第38回「浜風に乗って」(2002年4月7日)

昼下がりの情事

 テレビで映画「昼下がりの情事」を観た。
 日曜日の夜、NHK教育テレビでこの映画が上映され、しばらく観ていると、そのまま映画に引き込まれた。映画が始まって2時間余り、久しぶりに、画面に釘付けにされた時間であった。

「昼下がりの情事」は映画全盛期、昭和32年のアメリカ映画で、ワイルダー監督、オードリー・ヘップバーン主演のラブコメディである。

 映画をよく観たのは昭和30年代までで、その後、ほとんど映画館に行かなくなった。
 10年ほど前、ビデオを買ってビデオで映画をよく観たことがあるが、これも1年ほどしか続かなかった。

 最近、映画が少し復活し、外国映画も日本映画も話題になることが多いが、私が映画館に足を運ぶのは、せいぜい年に1回か2回なので、最近の映画について知っているわけではない。
 それでも、テレビで時々放送される最近のアメリカ映画を観ると、なんだか違和感を禁じ得ないのである。

 それはコンピューター・グラフィックを使ったSFものであったり、大がかりな仕掛けを売り物にしたり、人が何人も殺されたりで、すべてが大仰過ぎるのである。
 その上、宣伝が大がかりで、かえって不信の念がして、映画館に行こうという気にならない。
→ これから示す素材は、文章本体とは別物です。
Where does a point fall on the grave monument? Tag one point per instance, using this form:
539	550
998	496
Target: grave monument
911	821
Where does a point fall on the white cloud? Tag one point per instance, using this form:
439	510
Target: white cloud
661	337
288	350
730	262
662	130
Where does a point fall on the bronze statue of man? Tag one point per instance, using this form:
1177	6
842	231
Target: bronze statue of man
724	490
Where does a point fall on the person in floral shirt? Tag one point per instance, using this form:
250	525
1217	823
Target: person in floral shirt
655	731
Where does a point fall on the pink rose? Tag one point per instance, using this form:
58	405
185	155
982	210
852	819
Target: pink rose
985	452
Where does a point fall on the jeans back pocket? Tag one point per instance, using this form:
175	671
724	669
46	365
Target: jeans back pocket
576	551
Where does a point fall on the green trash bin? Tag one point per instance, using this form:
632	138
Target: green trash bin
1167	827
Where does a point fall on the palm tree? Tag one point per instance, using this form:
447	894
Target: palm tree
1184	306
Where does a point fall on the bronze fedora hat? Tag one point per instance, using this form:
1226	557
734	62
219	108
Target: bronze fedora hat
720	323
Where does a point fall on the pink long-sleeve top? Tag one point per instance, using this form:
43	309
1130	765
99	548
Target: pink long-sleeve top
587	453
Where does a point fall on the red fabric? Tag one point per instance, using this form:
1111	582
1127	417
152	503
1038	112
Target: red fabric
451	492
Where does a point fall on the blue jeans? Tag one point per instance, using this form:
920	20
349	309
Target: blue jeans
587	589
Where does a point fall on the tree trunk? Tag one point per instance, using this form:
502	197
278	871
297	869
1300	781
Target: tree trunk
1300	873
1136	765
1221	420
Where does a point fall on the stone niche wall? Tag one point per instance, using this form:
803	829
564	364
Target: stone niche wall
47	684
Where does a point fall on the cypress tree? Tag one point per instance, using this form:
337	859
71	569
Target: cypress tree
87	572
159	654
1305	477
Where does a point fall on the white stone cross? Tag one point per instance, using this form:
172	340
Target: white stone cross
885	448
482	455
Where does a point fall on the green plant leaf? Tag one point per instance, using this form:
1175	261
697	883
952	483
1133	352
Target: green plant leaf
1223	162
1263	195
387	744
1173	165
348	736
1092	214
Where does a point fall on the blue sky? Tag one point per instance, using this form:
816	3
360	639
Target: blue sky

 私が若い頃好きだった映画はヒチコックの映画と黒沢映画である。
 ヒチコックの「ハリーの災難」「裏窓」「鳥」「めまい」や、黒沢の「天国と地獄」「椿三十郎」はその後ビデオで観てもまったく飽きさせない。

 その面白味は何であろうか。
 私には映画評論をするほどの能力はないけれども、ヒチコックや黒沢映画に限らず、名作といわれた映画は人間の心理描写が素晴らしく、人間味豊かな作品ではないかと思っている。

 それにくらべ、最近のアメリカ映画は映像と音で観客に刺激を与えることばかりねらっているように感じる。

 アニメ映画「千と千尋の神隠」は国内で大ヒットし、ベルリン映画祭で大賞を獲得した。
 北野武監督の映画も外国で評価が高い。
 これらの映画は人間味豊かな作品のような気がするので、一度観なければと思っている。